2) The spin is already in that Cizik is simply a victim of those hard-shell, intolerant fundamentalists who are against clean air and water. The AP report mentioned above is a case in point. Cizik is presented as a hero there for pushing evangelicals into environmental action. The AP reporter calls it broadening the agenda.

But, in truth (and for now foregoing a discussion of the lack of sound scientific reasoning for Cizik's left-leaning brand of environmentalism), Cizik wasn't broadening the agenda at all. He was, like other neo-evangelical liberals, shrinking that agenda by downplaying (when they're not actually removing all together) such critical moral issues as killing preborn children.

3) If you responded to Wednesday's post here on Vital Signs Blog (or any other place that detailed the opinions shared by Rev. Cizik on that NPR radio interview) by praying for his removal from the NAE or, much better still, accompanying your prayer with a polite letter, e-mail or phone call to the organization, aren't you particularly pleased? You were a light for righteousness, a voice for truth and justice, a watchman on the wall whose convictions on the Bible's authority moved you to action. Way to go!

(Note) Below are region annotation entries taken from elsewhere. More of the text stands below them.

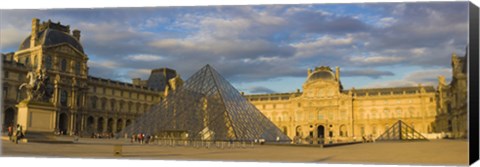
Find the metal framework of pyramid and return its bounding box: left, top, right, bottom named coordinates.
left=377, top=120, right=427, bottom=141
left=120, top=65, right=291, bottom=142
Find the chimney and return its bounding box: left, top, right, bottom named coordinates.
left=72, top=29, right=80, bottom=42
left=30, top=18, right=40, bottom=48
left=438, top=75, right=445, bottom=86
left=335, top=66, right=340, bottom=81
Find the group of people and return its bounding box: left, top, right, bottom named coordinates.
left=90, top=132, right=115, bottom=139
left=8, top=124, right=25, bottom=144
left=130, top=133, right=158, bottom=144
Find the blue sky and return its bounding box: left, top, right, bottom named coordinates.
left=0, top=2, right=468, bottom=93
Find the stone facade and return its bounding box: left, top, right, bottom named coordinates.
left=1, top=19, right=181, bottom=135
left=436, top=52, right=468, bottom=138
left=245, top=66, right=437, bottom=143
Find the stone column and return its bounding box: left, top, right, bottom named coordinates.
left=112, top=118, right=118, bottom=133
left=68, top=112, right=76, bottom=134
left=93, top=117, right=98, bottom=133
left=102, top=118, right=108, bottom=132
left=122, top=118, right=127, bottom=129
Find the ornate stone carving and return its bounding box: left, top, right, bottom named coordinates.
left=18, top=69, right=54, bottom=102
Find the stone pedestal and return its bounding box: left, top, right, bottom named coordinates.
left=17, top=101, right=56, bottom=132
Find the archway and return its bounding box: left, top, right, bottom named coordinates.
left=116, top=119, right=123, bottom=132
left=58, top=113, right=68, bottom=135
left=97, top=117, right=105, bottom=133
left=317, top=125, right=325, bottom=144
left=107, top=118, right=114, bottom=132
left=295, top=126, right=302, bottom=137
left=283, top=126, right=288, bottom=135
left=3, top=108, right=15, bottom=128
left=317, top=125, right=325, bottom=139
left=86, top=116, right=95, bottom=133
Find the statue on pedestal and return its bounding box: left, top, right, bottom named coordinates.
left=18, top=69, right=53, bottom=102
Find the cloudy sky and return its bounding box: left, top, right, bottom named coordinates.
left=0, top=2, right=468, bottom=93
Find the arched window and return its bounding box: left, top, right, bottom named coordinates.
left=60, top=59, right=67, bottom=72
left=75, top=62, right=80, bottom=75
left=110, top=99, right=115, bottom=111
left=33, top=55, right=37, bottom=67
left=102, top=99, right=107, bottom=110
left=60, top=90, right=68, bottom=106
left=45, top=55, right=52, bottom=69
left=338, top=125, right=348, bottom=137
left=91, top=97, right=97, bottom=109
left=25, top=57, right=30, bottom=66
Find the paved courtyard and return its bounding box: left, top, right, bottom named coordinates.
left=2, top=140, right=468, bottom=165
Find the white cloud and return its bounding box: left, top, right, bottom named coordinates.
left=127, top=69, right=152, bottom=79
left=0, top=26, right=30, bottom=51
left=88, top=60, right=121, bottom=69
left=377, top=17, right=397, bottom=28
left=127, top=54, right=164, bottom=61
left=365, top=68, right=452, bottom=88
left=350, top=56, right=405, bottom=65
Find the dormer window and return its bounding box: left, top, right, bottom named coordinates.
left=60, top=59, right=67, bottom=72
left=45, top=55, right=52, bottom=69
left=75, top=62, right=80, bottom=75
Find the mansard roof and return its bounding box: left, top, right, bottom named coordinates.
left=18, top=28, right=84, bottom=53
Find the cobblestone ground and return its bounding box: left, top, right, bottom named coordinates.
left=2, top=140, right=468, bottom=165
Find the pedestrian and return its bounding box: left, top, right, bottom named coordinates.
left=17, top=124, right=23, bottom=138
left=8, top=124, right=13, bottom=141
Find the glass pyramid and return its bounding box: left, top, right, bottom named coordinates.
left=377, top=120, right=427, bottom=141
left=120, top=65, right=291, bottom=142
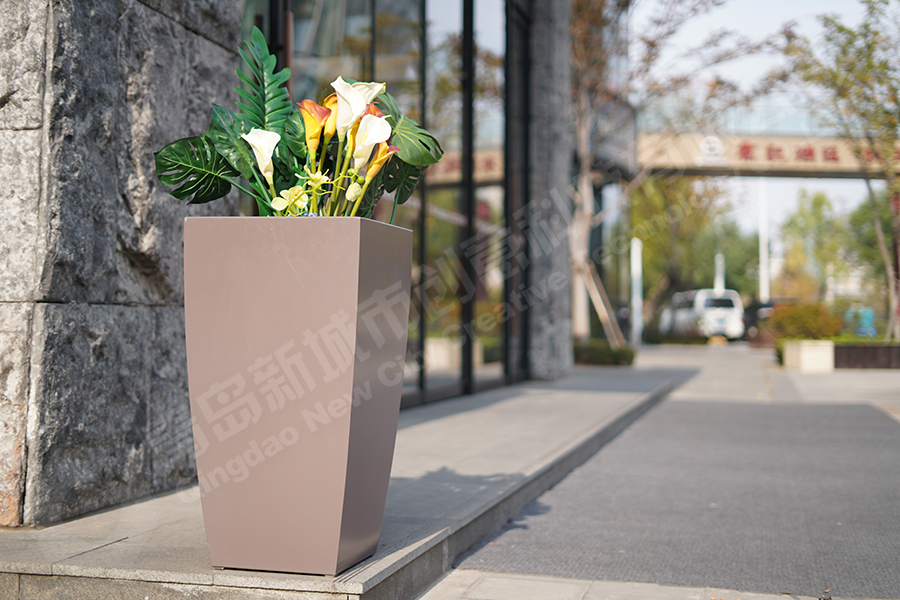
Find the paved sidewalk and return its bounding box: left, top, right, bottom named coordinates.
left=0, top=368, right=671, bottom=600
left=635, top=343, right=900, bottom=419
left=440, top=344, right=900, bottom=600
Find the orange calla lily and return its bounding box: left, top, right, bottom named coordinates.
left=297, top=99, right=331, bottom=156
left=366, top=142, right=400, bottom=182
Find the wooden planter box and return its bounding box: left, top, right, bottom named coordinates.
left=784, top=340, right=834, bottom=373
left=834, top=344, right=900, bottom=369
left=184, top=217, right=412, bottom=575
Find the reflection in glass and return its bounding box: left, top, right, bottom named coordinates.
left=422, top=188, right=464, bottom=392
left=291, top=0, right=372, bottom=101
left=472, top=0, right=509, bottom=384
left=474, top=185, right=509, bottom=382
left=373, top=195, right=422, bottom=394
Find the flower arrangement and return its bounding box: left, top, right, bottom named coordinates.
left=155, top=28, right=443, bottom=222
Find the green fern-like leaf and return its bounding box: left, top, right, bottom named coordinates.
left=235, top=27, right=292, bottom=134
left=154, top=137, right=240, bottom=204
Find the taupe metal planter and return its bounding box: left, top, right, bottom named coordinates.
left=184, top=217, right=412, bottom=575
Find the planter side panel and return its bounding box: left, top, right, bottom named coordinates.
left=338, top=219, right=412, bottom=572
left=185, top=217, right=359, bottom=574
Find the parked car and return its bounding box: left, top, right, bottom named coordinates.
left=659, top=289, right=744, bottom=340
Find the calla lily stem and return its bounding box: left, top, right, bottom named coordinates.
left=350, top=179, right=372, bottom=217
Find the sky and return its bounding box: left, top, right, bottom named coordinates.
left=632, top=0, right=866, bottom=241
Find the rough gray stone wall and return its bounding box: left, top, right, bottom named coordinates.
left=0, top=0, right=240, bottom=525
left=528, top=0, right=573, bottom=379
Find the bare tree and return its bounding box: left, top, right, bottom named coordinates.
left=569, top=0, right=785, bottom=341
left=785, top=0, right=900, bottom=340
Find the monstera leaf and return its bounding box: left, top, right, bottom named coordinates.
left=379, top=153, right=427, bottom=204
left=206, top=104, right=256, bottom=179
left=154, top=137, right=240, bottom=204
left=375, top=93, right=444, bottom=167
left=234, top=27, right=292, bottom=133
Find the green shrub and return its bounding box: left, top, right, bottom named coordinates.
left=766, top=304, right=844, bottom=340
left=765, top=304, right=844, bottom=365
left=574, top=340, right=635, bottom=365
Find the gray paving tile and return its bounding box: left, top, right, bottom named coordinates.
left=461, top=573, right=591, bottom=600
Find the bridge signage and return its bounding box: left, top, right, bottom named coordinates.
left=638, top=133, right=900, bottom=178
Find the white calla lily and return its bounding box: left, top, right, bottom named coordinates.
left=241, top=128, right=281, bottom=186
left=331, top=77, right=368, bottom=142
left=331, top=77, right=385, bottom=142
left=353, top=115, right=391, bottom=171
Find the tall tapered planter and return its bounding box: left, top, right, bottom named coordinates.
left=184, top=217, right=412, bottom=575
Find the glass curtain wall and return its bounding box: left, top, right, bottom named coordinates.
left=242, top=0, right=527, bottom=406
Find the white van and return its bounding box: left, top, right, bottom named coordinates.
left=659, top=289, right=744, bottom=340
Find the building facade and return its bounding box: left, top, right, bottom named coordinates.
left=0, top=0, right=572, bottom=525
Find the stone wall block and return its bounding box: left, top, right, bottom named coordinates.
left=0, top=0, right=48, bottom=129
left=24, top=304, right=156, bottom=524
left=42, top=2, right=239, bottom=304
left=147, top=307, right=197, bottom=493
left=140, top=0, right=241, bottom=51
left=0, top=302, right=33, bottom=524
left=528, top=0, right=574, bottom=379
left=0, top=129, right=41, bottom=302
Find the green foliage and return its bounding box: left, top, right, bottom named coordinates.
left=781, top=190, right=847, bottom=301
left=847, top=193, right=892, bottom=281
left=375, top=93, right=444, bottom=169
left=573, top=340, right=635, bottom=366
left=234, top=28, right=293, bottom=134
left=154, top=137, right=240, bottom=204
left=206, top=104, right=255, bottom=179
left=766, top=303, right=843, bottom=340
left=692, top=217, right=759, bottom=297
left=156, top=28, right=443, bottom=217
left=379, top=153, right=427, bottom=204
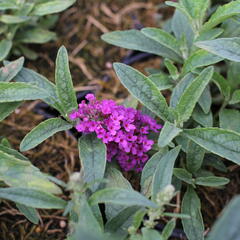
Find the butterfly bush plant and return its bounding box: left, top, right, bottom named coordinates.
left=0, top=0, right=240, bottom=240
left=0, top=0, right=76, bottom=61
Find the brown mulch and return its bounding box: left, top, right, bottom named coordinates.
left=0, top=0, right=240, bottom=240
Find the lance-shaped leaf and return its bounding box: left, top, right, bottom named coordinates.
left=0, top=187, right=66, bottom=209
left=195, top=37, right=240, bottom=62
left=202, top=0, right=240, bottom=31
left=185, top=128, right=240, bottom=164
left=158, top=122, right=182, bottom=147
left=207, top=196, right=240, bottom=240
left=55, top=46, right=77, bottom=114
left=176, top=67, right=213, bottom=122
left=31, top=0, right=76, bottom=16
left=141, top=28, right=182, bottom=57
left=152, top=146, right=181, bottom=196
left=0, top=102, right=21, bottom=121
left=113, top=63, right=173, bottom=122
left=20, top=118, right=72, bottom=152
left=195, top=176, right=229, bottom=187
left=0, top=57, right=24, bottom=82
left=78, top=134, right=106, bottom=191
left=186, top=141, right=205, bottom=173
left=16, top=203, right=40, bottom=224
left=102, top=30, right=182, bottom=62
left=0, top=39, right=12, bottom=61
left=181, top=186, right=204, bottom=240
left=183, top=49, right=223, bottom=74
left=89, top=188, right=157, bottom=208
left=0, top=82, right=49, bottom=103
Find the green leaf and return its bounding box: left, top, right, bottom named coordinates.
left=173, top=168, right=194, bottom=184
left=195, top=28, right=224, bottom=42
left=16, top=203, right=40, bottom=224
left=16, top=27, right=56, bottom=44
left=198, top=86, right=212, bottom=114
left=0, top=149, right=61, bottom=194
left=164, top=58, right=179, bottom=81
left=0, top=102, right=21, bottom=121
left=101, top=30, right=182, bottom=62
left=14, top=68, right=62, bottom=112
left=31, top=0, right=76, bottom=16
left=202, top=0, right=240, bottom=31
left=0, top=0, right=18, bottom=11
left=0, top=14, right=30, bottom=24
left=195, top=37, right=240, bottom=62
left=158, top=122, right=182, bottom=147
left=183, top=128, right=240, bottom=164
left=55, top=46, right=78, bottom=114
left=213, top=72, right=231, bottom=99
left=0, top=39, right=12, bottom=61
left=141, top=228, right=162, bottom=240
left=181, top=186, right=204, bottom=240
left=0, top=187, right=66, bottom=209
left=219, top=109, right=240, bottom=133
left=176, top=67, right=213, bottom=122
left=207, top=196, right=240, bottom=240
left=229, top=89, right=240, bottom=104
left=113, top=63, right=172, bottom=121
left=186, top=141, right=205, bottom=173
left=192, top=105, right=213, bottom=127
left=148, top=73, right=173, bottom=91
left=152, top=146, right=181, bottom=197
left=170, top=73, right=195, bottom=108
left=105, top=206, right=139, bottom=233
left=89, top=188, right=157, bottom=208
left=0, top=143, right=29, bottom=161
left=195, top=176, right=229, bottom=187
left=0, top=82, right=49, bottom=103
left=162, top=219, right=176, bottom=240
left=78, top=134, right=106, bottom=192
left=203, top=154, right=228, bottom=173
left=183, top=49, right=223, bottom=74
left=141, top=148, right=167, bottom=197
left=20, top=118, right=72, bottom=152
left=0, top=57, right=24, bottom=82
left=141, top=27, right=182, bottom=57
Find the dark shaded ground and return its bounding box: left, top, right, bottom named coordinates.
left=0, top=0, right=240, bottom=240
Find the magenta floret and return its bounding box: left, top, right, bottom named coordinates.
left=69, top=94, right=162, bottom=172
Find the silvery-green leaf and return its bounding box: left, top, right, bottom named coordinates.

That's a key reason for the very existence of this blog, to help you act in behalf of your beliefs, your political philosophy and, most of all, your Faith.

If, however, you're a frequent visitor to Vital Signs Blog and haven't yet started using it to help you be a better advocate for your convictions, please start now. Together we can truly make a difference.

And finally, 4) Now that Richard Cizik is gone from the NAE, look for his liberalism to find its full voice. Like a Tony Campolo, or a Franky Schaeffer, or a Bill Moyers, Cizik is destined to become, especially as the legend grows of his being a victim of the Religious Right, a real darling of the Religious Left.